Seguem-se mais denúncias que envolvem o Secretário da Administração de Bolama que se apropria de dinheiro à farta, ninguém se queixa, têm medo das perseguições. No dizer do gerente de Bissau até o Capitão Velez Caroço, familiar do antigo governador, Secretário dos Negócios Indígenas, vende munições e carabinas, tal como aconteceu na revolta dos Felupes. A podridão chega às obras públicas, oiçamos Virgolino Teixeira:
“Nas obras públicas é engenheiro diretor interino um celebérrimo Alambre. Rouba-se por todos os lados. O Secretário Leite de Magalhães denuncia o roubo, o ladrão é preso. Era dos mais íntimos do senhor Governador Viegas. Procede-se com todo o vigor, para dar brado. Passa o tempo, o ladrão é solto, o processo não anda. O gatuno volta à intimidade do senhor Governador Viegas. Pronunciado ainda, entregam-se-lhe as obras do Estado. As roubalheiras crescem então às culminâncias. O ladrão ganha (?) centenas de contos fazendo as maiores porcarias que pode. Na abundância de dinheiro, nasce a abundância de cerveja e uísque – é tudo para o pessoal das obras públicas. Ao denunciante Magalhães, o ladrão empresta alguns contos. Tudo se sabe mas nada se coíbe”.

É um rol extensíssimo, vamos continuar. Quem estuda Carvalho Viegas e todos os trabalhos que nos legou fica convencido que houve por ali um governador íntegro. Virgolino Teixeira tinha o cargo em jogo, caso se lhe soltasse injúria ou calúnia.
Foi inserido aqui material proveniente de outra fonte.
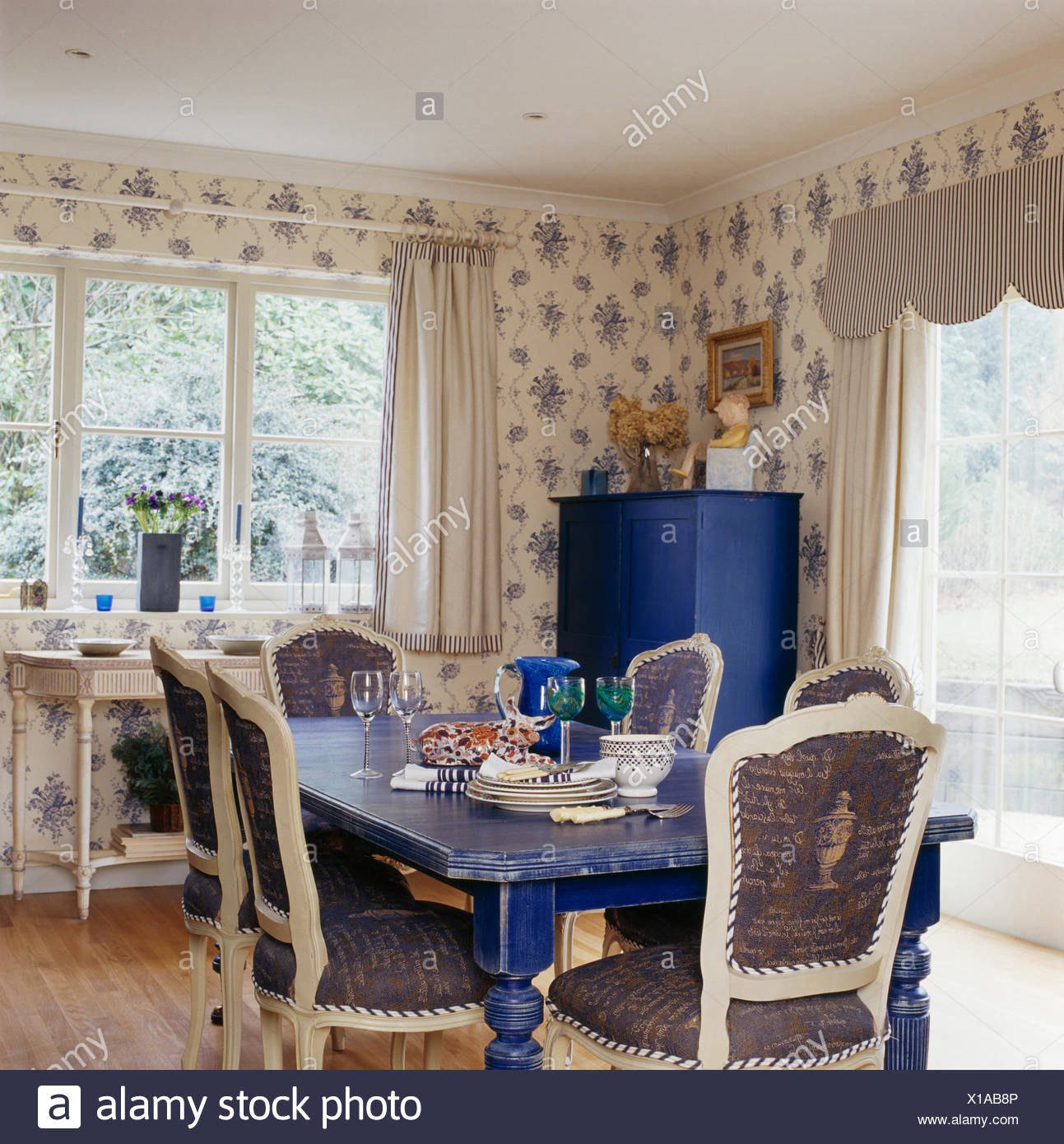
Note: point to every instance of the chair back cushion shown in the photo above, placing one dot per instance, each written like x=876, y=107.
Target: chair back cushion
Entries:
x=838, y=686
x=668, y=694
x=251, y=757
x=817, y=835
x=187, y=710
x=313, y=672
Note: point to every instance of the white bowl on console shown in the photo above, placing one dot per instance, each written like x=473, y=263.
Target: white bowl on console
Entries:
x=642, y=761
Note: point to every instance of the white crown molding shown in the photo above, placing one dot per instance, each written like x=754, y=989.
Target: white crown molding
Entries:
x=211, y=160
x=196, y=159
x=953, y=111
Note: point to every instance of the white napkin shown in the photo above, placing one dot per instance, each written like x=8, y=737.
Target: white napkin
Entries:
x=601, y=769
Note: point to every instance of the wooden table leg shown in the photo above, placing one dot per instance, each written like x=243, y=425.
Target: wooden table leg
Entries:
x=908, y=1001
x=18, y=789
x=513, y=941
x=84, y=793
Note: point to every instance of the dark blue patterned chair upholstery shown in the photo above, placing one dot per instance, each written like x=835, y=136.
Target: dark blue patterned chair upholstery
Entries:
x=320, y=952
x=187, y=712
x=309, y=668
x=648, y=1003
x=814, y=824
x=378, y=962
x=874, y=673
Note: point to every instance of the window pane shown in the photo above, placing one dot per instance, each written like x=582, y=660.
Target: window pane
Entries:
x=970, y=390
x=112, y=466
x=318, y=366
x=155, y=355
x=1035, y=369
x=26, y=317
x=1034, y=642
x=969, y=508
x=1035, y=525
x=967, y=774
x=967, y=628
x=24, y=459
x=1034, y=788
x=287, y=478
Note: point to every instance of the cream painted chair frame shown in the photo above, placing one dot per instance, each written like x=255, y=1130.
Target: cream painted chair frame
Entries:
x=703, y=645
x=320, y=622
x=226, y=865
x=565, y=924
x=302, y=928
x=870, y=974
x=878, y=659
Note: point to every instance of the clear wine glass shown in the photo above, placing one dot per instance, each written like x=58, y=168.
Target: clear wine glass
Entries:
x=565, y=699
x=616, y=695
x=407, y=695
x=367, y=698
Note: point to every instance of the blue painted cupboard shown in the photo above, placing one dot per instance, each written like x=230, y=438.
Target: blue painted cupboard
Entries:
x=639, y=570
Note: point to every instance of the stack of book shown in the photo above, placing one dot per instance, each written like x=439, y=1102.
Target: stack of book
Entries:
x=138, y=841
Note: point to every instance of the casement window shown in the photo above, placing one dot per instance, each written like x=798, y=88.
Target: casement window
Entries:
x=997, y=572
x=235, y=389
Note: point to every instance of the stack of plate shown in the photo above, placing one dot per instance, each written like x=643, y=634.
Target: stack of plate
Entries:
x=540, y=798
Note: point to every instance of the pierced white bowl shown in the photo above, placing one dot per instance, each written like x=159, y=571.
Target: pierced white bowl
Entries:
x=642, y=761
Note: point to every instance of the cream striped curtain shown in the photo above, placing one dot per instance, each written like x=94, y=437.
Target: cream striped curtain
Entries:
x=439, y=556
x=950, y=254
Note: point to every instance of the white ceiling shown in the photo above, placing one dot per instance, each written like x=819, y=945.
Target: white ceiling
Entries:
x=336, y=79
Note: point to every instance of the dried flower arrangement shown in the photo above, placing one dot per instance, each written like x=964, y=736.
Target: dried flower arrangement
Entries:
x=638, y=433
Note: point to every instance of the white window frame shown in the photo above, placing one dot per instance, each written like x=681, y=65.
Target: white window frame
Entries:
x=236, y=434
x=1000, y=578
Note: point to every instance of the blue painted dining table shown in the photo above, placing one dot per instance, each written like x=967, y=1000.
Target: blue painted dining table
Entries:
x=523, y=870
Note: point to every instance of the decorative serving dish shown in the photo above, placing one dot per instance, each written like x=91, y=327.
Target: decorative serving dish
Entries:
x=642, y=761
x=96, y=645
x=239, y=645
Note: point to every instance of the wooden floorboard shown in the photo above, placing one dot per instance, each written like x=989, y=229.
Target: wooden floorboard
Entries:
x=997, y=1001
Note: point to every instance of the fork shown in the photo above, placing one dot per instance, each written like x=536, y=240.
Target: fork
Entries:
x=601, y=813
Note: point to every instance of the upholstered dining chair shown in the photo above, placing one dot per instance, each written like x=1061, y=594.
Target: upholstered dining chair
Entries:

É por isso que se deve atribuir muita atenção a este documento carregado de vitríolo e trotil.




(Continua)
____________

Notas do editor:

Poste anterior de 2 DE FEVEREIRO DE 2018 > Guiné 61/74 - P18279: Notas de leitura (1037): Os Cronistas Desconhecidos do Canal do Geba: O BNU da Guiné (20) (Mário Beja Santos)

Último poste da série de 5 DE FEVEREIRO DE 2018 > Guiné 61/74 - P18286: Notas de leitura (1038): “Modelo Político Unificador, Novo Paradigma de Governação na Guiné-Bissau”, por Livonildo Francisco Mendes; Chiado Editora, 2015 (3) (Mário Beja Santos)

2 comentários:

Antonio Rosinha disse...

Mas que "língua de oiro"a deste bancário!

De facto viver ilhado em Bolama, o melhor passatempo para não morrer de tédio, seria mesmo cortar na casaca uns dos outros.

António J. P. Costa disse...

Olá Camaradas

Corro o risco de me repetir, mas continuo a considerar que estes documentos são muito valiosos porque nos dão um ideia muito completa do "imbiente" que se vivia no ultramar português pouco antes da guerra. Era bom que soubéssemos quem é quem e o que fez antes e, principalmente, depois de ali ter estado...
Era de cortar à faca. As invejas eram próprias de gente "piquena" de espírito, mas muito ambiciosa a quem a administração estava confiada e o que era pior em regime de monopólio.
Uma actuação verdadeiramente saloia!
O pior é que muitas destas afirmações eram fundadas.
É possível cruzar informação com outros depoimentos e ver a quem a administração estava confiada.
Pela descrição de alguns intervenientes vemos a quem o ultramar estava entre. No mínimo "aos bichos". Eram mesmo os melhores de todos nós os que iam gerir e desenvolver as colónias!
São os últimos anos da acção civilizadora e de desenvolvimento da administração portuguesa.
Quer se queira, quer se não queira a administração das colónias será a causa próxima da guerra 61/74.
Depois veio a guerra que não passou de "uma fuga para a frente". Todos à chegada ainda vimos a acção benfazeja da administração.
O que nos "ex-TO daquelas ex-PU" hoje sucede pouco me importa.
Um dirigente político da Guiné disse, há alguns anos, quando o acusaram de actuação viciosa na diplomacia,que a Guiné tinha tido uma boa mestra nessa área: a potência descolonizador.
E tinha uma certa razão. Infelizmente.